Now, a couple key facts that I want to bring your attention to (and big ups to Andrew for going hard on the research here!). The main thing for us to keep in mind is that our university is a publicly funded institution, meaning that a large portion (roughly half) of our operating budget comes from the government by way of infrastructure and operating grants. In particular, the Campus Alberta Grant, awarded to the UCalgary by the provincial government, has been the single most impactful portion of our operating budget over the past few years. This is also the grant that has been cut some $134M over the past 4 years [annual reports from the Ministry of Advanced Ed.]. Meanwhile, private funding sources (tuition and donations), which accounted for about 45% of our budget in the 2020-2021 year [UCalgary consolidated financial statements] have been pressured to make up the difference. When it comes down to it, this is why tuition is increasing. And moreover, the Alberta Treasury Board and Finance has said that they aim to have this percentage increase to 55% of university budgets coming from private sources (tuition and donors) by 2025 [Ab Treasury, Fiscal Plan: Moving Forward 2022, p.131]. This is a clear move to increase the privatized stake in our public universities, and something for us to keep very closely in mind going forward. 

In terms of effects, what this shift in funding ratio means is that universities now face financial pressure to inflate their tuition revenue, or wager their Campus Alberta Grant support, so that the ratio of public -vs- private funding aligns with the government’s vision. One clear way to enforce this ratio, from the government’s perspective, is to cut the excess funding that the institution receives, and we’ve been seeing this happen at UCalgary and UAlberta especially, over the past few years. Regulated by the Ministry of Advanced Education is that a university may increase its tuition rates each year up to the consumer price index (CPI) for the province, in order to keep up its revenue with its expenses. Reading between the lines, the inference here is that if a university doesn’t increase its tuition rates and private forms of funding, then that university doesn’t need as much provincial funding to run its operations, and so it risks losing part of its provincial funding. At the end of the day, it is our operations (academic staff, number of TAs, class space, programs, caretaking, student services, etc) that are on the line here, as reduced grants and reduced budgets will necessitate a change of expenses, in one form or another. When it comes to the budget, it is these operations and services that I think should live at the centre of our dialogues, guiding our conversations about funding proposals. 

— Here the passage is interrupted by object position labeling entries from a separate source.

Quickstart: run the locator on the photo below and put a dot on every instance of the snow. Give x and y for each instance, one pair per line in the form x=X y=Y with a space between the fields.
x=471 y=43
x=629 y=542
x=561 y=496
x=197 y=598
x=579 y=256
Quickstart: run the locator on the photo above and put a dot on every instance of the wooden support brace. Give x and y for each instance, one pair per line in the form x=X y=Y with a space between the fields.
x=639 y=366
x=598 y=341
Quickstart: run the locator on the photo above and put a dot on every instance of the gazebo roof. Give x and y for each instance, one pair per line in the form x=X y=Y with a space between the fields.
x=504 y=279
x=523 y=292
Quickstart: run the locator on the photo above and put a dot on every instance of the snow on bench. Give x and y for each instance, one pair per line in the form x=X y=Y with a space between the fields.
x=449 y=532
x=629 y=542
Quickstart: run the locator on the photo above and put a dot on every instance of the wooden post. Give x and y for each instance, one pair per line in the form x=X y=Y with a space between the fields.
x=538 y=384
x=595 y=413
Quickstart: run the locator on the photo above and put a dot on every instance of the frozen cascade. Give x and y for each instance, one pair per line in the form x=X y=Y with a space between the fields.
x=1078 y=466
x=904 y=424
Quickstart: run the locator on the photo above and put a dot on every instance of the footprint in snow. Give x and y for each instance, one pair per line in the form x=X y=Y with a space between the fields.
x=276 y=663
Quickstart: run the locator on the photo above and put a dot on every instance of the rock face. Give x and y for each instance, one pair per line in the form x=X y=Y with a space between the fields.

I’ll remind you here that myself and the rest of the GSA Board are ultimately governed by your votes and voices at GRC, so I encourage you to work with your GRC reps and attend these meetings as prepared as you can, given your academic and other workloads. We have until Nov 1st to draft our first rebuttal to the proposed increases, and then until December 9th to make our case to the BoG, who are the final decision makers.

The key dates for you to keep in mind as far as tuition goes are these: Friday Oct 28th (9:30 am) in MacEwan Hall A, the University is hosting their Budget Town Hall, which is an opportunity for each and every one of you to speak directly with the President and Provost’s office about your thoughts for the budget. The invite to this event came out last Friday, by email, and I encourage you to join me at the event – no registration required, and watch your email for a link to the livestream. Following that, Nov 1st is the GSA’s response time at TFCC. The final decisions will be made December 9th at the BoG meeting.

Advocacy Engagement will be coordinating with your DGAs for some training sessions and more info about the issue of provincial funding. Talk to you soon!